Accepting the world we live in is something that we all struggle with, regardless of whether we believe in a god or not, or what God we believe in. There seems to be some innate requirement in us to seek change for the better, but at times that desire to make things better tears at our need to find balance and acceptance. There are things that we cannot change, no matter how unfair, how unrealistic, how horrific they may be, and by fighting against them without recognizing that they are fixed, we waste energy and weaken the heart, mind, and body. We are weakened by fighting what we cannot change.

And, if Jesus was willing to accept the sinful world as it was, why should we not also accept it? This may seem like a call to love sin, but it is not. It is simple acceptance of an imperfect world that we sojourn in for but a brief moment. We can change who we are in it, and we can change how we respond to the sinful parts of it. The choice to do this in a healthy manner will lead to further health and joy for us.

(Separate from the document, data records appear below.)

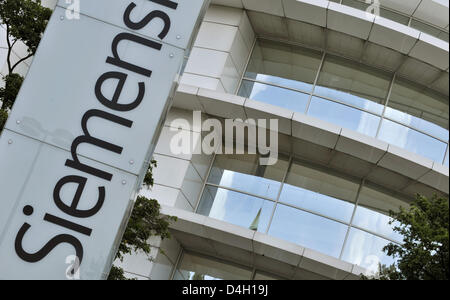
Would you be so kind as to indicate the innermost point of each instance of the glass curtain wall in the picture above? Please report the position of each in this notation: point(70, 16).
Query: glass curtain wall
point(403, 19)
point(193, 266)
point(350, 95)
point(303, 204)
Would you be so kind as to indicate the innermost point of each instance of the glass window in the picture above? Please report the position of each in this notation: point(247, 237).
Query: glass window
point(373, 212)
point(193, 267)
point(446, 159)
point(356, 4)
point(431, 30)
point(243, 172)
point(421, 103)
point(366, 250)
point(285, 65)
point(412, 140)
point(344, 116)
point(388, 14)
point(308, 230)
point(353, 83)
point(319, 192)
point(425, 126)
point(269, 94)
point(236, 208)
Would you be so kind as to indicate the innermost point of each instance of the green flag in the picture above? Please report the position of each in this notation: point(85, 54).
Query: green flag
point(255, 223)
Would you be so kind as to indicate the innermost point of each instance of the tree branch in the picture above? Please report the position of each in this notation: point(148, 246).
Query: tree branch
point(21, 60)
point(8, 57)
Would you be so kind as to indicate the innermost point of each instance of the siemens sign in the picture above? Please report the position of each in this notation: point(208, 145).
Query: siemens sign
point(82, 132)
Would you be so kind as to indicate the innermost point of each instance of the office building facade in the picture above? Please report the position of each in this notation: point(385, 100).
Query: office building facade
point(360, 93)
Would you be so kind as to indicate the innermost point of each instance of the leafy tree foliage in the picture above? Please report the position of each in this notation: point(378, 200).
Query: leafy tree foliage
point(3, 117)
point(9, 93)
point(25, 20)
point(424, 253)
point(145, 221)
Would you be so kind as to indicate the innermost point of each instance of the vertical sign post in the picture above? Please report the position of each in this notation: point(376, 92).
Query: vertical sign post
point(82, 131)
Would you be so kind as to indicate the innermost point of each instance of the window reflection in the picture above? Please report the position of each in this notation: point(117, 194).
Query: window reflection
point(353, 83)
point(366, 250)
point(412, 140)
point(283, 65)
point(418, 123)
point(421, 103)
point(375, 222)
point(236, 208)
point(308, 230)
point(194, 267)
point(319, 192)
point(243, 172)
point(344, 116)
point(281, 97)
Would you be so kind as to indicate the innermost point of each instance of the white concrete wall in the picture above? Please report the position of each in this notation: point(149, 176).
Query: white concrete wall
point(220, 51)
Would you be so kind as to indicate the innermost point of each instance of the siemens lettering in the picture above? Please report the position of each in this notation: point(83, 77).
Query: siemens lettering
point(74, 162)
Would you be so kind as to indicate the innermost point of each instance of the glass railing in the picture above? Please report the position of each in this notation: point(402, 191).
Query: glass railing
point(356, 113)
point(395, 16)
point(308, 206)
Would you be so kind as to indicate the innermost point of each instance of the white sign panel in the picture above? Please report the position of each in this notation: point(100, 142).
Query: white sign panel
point(82, 131)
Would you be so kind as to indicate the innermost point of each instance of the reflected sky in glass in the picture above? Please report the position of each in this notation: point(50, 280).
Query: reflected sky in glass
point(289, 83)
point(349, 99)
point(193, 267)
point(376, 222)
point(412, 140)
point(235, 208)
point(446, 159)
point(344, 116)
point(362, 247)
point(308, 230)
point(312, 201)
point(288, 99)
point(418, 123)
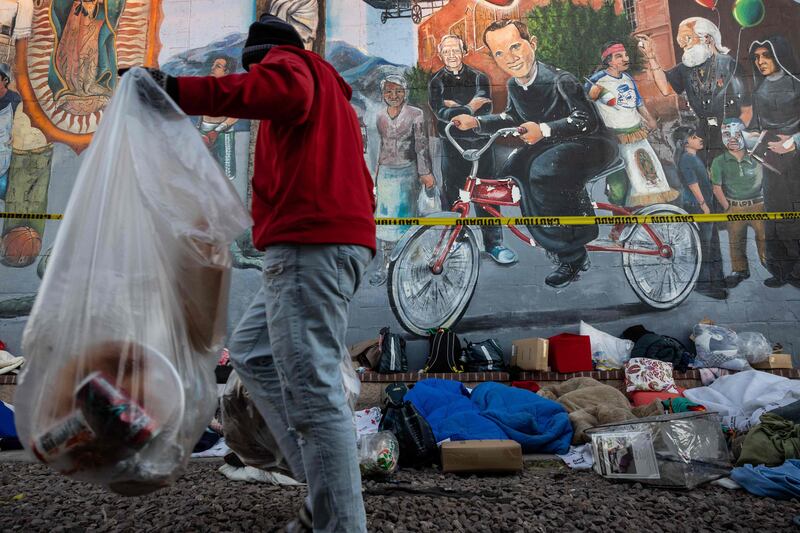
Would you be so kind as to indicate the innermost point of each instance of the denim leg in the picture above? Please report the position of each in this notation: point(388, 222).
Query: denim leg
point(309, 288)
point(251, 356)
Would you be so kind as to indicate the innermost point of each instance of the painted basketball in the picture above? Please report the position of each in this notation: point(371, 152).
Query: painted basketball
point(501, 3)
point(20, 247)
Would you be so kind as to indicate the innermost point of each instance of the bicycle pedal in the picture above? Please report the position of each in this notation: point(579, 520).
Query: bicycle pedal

Trusting that He will make all things right
if I surrender to His Will;
That I may be reasonably happy in this life
and supremely happy with Him
Forever in the next.

I have to think that one of our biggest fallacies as broken humans is the ability to trust anyone or anything. Putting our trust in something or someone else takes us out of the seat of control and puts us at some external force's mercy. It's extremely difficult to deal with or accept (ask any teenager). However, as infants we come into this world left to trust completely someone else's competency to care for us. And the majority of us were well cared for as infants and children.

Surrendering to God and to His will for our lives is difficult, not because He will not take care of us and do it supremely well, but because it means that we have to give up a part of "I want" for "I needed". God will take care of us. But we have to submit to His will and let Him do it. That's the hard part--letting go.

But as the writer stated, there is happiness when we do let go and trust God to take care of us today and for the future. And perhaps for you, like I find for myself, making the choice to let go and let God take care of us is a moment by moment choice, over and over until we get it right.

Because, serenity really comes from letting go and letting God take care of us. So simple, and yet so difficult to actually do.